Ali was the most famous man in the world because . . . oh my gosh, let us count the ways. Maybe we can start with the fact that his passing has got us reaching out to each other. No other celebrity death accomplished this. The death of Michael Jackson, who succeeded Ali to the most-famous-human-being title, didn't (although it inspired me to write a long essay, even though I was never a fan.) More currently, the death of Annette Funicello, also from a long degenerative illness, didn't inspire in us the need to search each other out, although I'd be surprised if I were the only one on this list that tuned in at age 8 to the MM Club for the sole purpose of . . . well, RIP Annette. Back to Ali.



Being heavyweight champ starts you out with a billion who either love or hate you. At least it did back in the day, before there were half a dozen heavyweight champs at any one time (and who cares anymore because MMA is ever so much more destructive, and fun.) The color thing was huge, of course. Ali was a hero to every dark-skinned male person who resented white privilege and / or his nation's colonial past--dark enough to be clearly African, light enough to broaden his appeal. Then he became Muslim, and I can only guess at the impact of that conversion as it reverberated around the Islamic world. Imagine if you were a teenage kid in Indonesia or Pakistan and had grown up with tales of European colonial rule, and both admired America and hated its guts because it was white and powerful and liked to bomb other (non-white) countries, and here comes a black man who embraces your faith, stands up to the power structure of the country that's bombing the bejesus out of a country to the north or east, and refuses to join the war machine for the simplest and most humane of reasons--"I have no grudge against the Vietnamese people . . . No Vietcong ever called me 'nigger.'" And no one who ever saw him in the ring could accuse him of cowardice.

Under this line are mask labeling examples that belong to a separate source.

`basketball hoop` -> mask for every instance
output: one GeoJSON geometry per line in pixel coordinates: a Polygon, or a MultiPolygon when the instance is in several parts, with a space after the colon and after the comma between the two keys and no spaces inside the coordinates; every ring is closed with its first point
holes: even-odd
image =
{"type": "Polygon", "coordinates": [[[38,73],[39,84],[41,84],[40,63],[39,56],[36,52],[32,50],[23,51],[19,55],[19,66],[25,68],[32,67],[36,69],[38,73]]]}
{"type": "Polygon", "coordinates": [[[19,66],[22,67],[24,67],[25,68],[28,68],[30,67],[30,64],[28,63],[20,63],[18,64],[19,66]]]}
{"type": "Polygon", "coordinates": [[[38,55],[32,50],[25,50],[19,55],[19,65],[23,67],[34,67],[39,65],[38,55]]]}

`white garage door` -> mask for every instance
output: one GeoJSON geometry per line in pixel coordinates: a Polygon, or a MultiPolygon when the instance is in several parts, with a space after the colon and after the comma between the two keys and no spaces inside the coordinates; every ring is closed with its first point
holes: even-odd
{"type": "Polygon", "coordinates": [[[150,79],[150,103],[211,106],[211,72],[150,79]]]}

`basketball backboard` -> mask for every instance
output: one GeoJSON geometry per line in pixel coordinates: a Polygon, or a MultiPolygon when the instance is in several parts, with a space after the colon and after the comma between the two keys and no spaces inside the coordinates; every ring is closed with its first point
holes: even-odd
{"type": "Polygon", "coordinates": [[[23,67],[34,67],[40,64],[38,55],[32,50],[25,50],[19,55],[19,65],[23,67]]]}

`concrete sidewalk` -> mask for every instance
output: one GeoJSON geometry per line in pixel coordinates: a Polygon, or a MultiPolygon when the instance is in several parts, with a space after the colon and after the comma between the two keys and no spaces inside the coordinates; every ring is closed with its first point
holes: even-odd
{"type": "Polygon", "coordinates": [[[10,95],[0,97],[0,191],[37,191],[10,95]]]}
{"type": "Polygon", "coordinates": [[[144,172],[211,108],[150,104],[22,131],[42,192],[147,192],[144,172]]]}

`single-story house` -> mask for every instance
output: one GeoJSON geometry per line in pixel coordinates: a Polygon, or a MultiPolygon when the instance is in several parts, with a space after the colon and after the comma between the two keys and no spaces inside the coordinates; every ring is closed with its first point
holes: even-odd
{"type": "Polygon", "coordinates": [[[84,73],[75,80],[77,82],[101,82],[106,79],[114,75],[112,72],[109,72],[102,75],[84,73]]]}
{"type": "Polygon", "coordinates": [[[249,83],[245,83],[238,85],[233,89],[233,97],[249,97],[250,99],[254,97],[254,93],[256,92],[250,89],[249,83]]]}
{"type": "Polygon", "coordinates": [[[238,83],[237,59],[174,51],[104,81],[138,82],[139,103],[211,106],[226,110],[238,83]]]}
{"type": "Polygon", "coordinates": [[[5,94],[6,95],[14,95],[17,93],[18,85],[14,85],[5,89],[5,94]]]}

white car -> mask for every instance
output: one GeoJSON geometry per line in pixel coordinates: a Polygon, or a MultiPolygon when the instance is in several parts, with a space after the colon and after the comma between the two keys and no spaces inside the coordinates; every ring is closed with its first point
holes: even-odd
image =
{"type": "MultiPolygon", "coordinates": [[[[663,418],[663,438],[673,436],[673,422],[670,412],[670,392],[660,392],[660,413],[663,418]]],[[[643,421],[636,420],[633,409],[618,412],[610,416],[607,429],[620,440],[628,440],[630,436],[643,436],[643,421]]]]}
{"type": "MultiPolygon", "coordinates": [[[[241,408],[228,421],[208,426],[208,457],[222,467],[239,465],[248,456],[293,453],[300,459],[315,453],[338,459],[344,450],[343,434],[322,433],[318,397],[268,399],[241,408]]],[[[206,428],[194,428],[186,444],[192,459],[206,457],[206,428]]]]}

No doubt, his fighting style was a big part of it. Or, his fighting styles, since he didn't have the foot speed in his comeback years, and therefore had to mix it up more. When he had that speed, he was more in control of his fights than any other fighter I ever saw. He could, and did, decide which round to KO his opponent, predict it in advance, and usually do it. Babe Ruth called his shot once--maybe. Ali did it before every fight. What teenage boy in Algeria or old man in Malawi didn't imagine himself as Ali, floating and stinging and toying with opponents before smashing them to the canvas? (And what prep-school white boy didn't do the same? I know I did.)

For me, in assessing Ali's greatness, it comes back down to April of our junior year, at the height of the war but before the lottery, when the draft hung over all of us (although years removed due to the student deferment system). Ali made a moral choice and was excoriated for it. For my money, he was never more heroic than when he said, in essence, hell no. I won't go. And he was right. Transcendently, morally right. Today, American vets return to that battered country by the thousands to take the tour and walk the old battlefields, while Vietnam itself bravely holds the line against Chinese expansion. All that killing, all those bombs, are revealed by history to have been wasted, and therefore . . . I'm starting to feel churlish again, so I'll stop that particular line of thought.

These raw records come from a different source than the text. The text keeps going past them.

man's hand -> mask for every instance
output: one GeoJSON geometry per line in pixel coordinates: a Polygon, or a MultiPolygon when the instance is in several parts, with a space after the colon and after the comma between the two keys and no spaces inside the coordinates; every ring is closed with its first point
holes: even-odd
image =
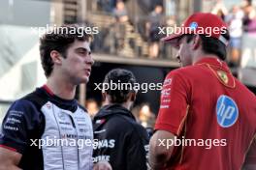
{"type": "Polygon", "coordinates": [[[169,143],[162,145],[161,141],[174,140],[175,135],[166,130],[157,130],[149,142],[149,158],[148,163],[151,169],[162,169],[169,161],[174,146],[169,146],[169,143]],[[167,146],[168,145],[168,146],[167,146]]]}
{"type": "Polygon", "coordinates": [[[108,161],[99,161],[93,166],[93,170],[112,170],[108,161]]]}

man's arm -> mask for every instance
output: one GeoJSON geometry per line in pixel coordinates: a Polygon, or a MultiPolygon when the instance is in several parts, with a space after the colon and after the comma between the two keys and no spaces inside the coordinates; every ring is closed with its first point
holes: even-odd
{"type": "Polygon", "coordinates": [[[149,166],[152,169],[161,169],[171,158],[175,135],[166,130],[157,130],[149,142],[149,166]]]}
{"type": "Polygon", "coordinates": [[[22,155],[0,147],[0,170],[20,170],[17,167],[22,155]]]}
{"type": "Polygon", "coordinates": [[[246,158],[244,160],[244,164],[242,170],[255,170],[256,169],[256,138],[252,142],[246,158]]]}

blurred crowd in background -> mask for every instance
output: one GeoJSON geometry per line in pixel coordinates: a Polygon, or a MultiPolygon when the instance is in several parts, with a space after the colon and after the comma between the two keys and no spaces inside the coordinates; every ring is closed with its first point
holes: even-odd
{"type": "MultiPolygon", "coordinates": [[[[166,6],[176,10],[174,1],[164,3],[163,0],[154,0],[148,8],[148,14],[138,16],[133,22],[129,18],[125,1],[98,0],[97,10],[105,13],[110,18],[106,20],[109,25],[102,27],[101,34],[95,37],[95,51],[123,57],[174,59],[174,53],[167,52],[170,50],[169,46],[160,42],[166,35],[158,34],[159,27],[179,26],[180,21],[176,19],[175,13],[164,11],[166,6]]],[[[256,39],[255,7],[251,1],[243,0],[228,9],[223,1],[216,1],[210,13],[219,15],[228,24],[231,35],[228,62],[231,67],[239,67],[242,35],[248,33],[249,37],[256,39]]]]}

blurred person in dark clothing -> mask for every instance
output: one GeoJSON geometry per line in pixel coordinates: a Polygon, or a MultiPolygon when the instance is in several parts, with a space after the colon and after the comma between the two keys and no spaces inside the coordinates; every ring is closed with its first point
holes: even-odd
{"type": "Polygon", "coordinates": [[[130,112],[137,94],[135,76],[126,70],[112,70],[104,83],[130,86],[103,90],[105,105],[93,120],[94,138],[98,139],[93,161],[106,160],[114,170],[146,170],[148,134],[130,112]]]}

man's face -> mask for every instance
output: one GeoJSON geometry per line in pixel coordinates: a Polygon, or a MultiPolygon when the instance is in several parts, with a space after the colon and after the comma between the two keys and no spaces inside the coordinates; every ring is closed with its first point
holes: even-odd
{"type": "Polygon", "coordinates": [[[187,42],[187,38],[185,36],[182,36],[178,41],[178,52],[176,58],[181,67],[192,65],[191,52],[193,51],[191,50],[191,42],[187,42]]]}
{"type": "Polygon", "coordinates": [[[65,76],[75,85],[87,83],[94,61],[91,57],[90,43],[76,40],[67,48],[66,58],[62,60],[62,71],[65,76]]]}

I'll just conclude by saying that it was my privilege in the last dozen years or so of my teaching career to have a succession of Vietnamese students. Some came to us on scholarship directly from Vietnam; others were sons and daughters of diplomats stationed in places like Germany and Russia, and would arrive having taken the first 10 years of their schooling in a European language. Without exception, they were sweet, wonderful, inspiring students. They didn't want to discuss the "American War," and I respected that, but I sensed that they realized that both sides had been trapped by history, and they were ready to forgive, if not to forget, and to move beyond. Some of them, the girls especially, had never heard of Mohammed Ali, I'm sure. Perhaps the coverage of his death will rectify that. They should know the story of the gentle giant who did what he could to bring the horrible American war to an end.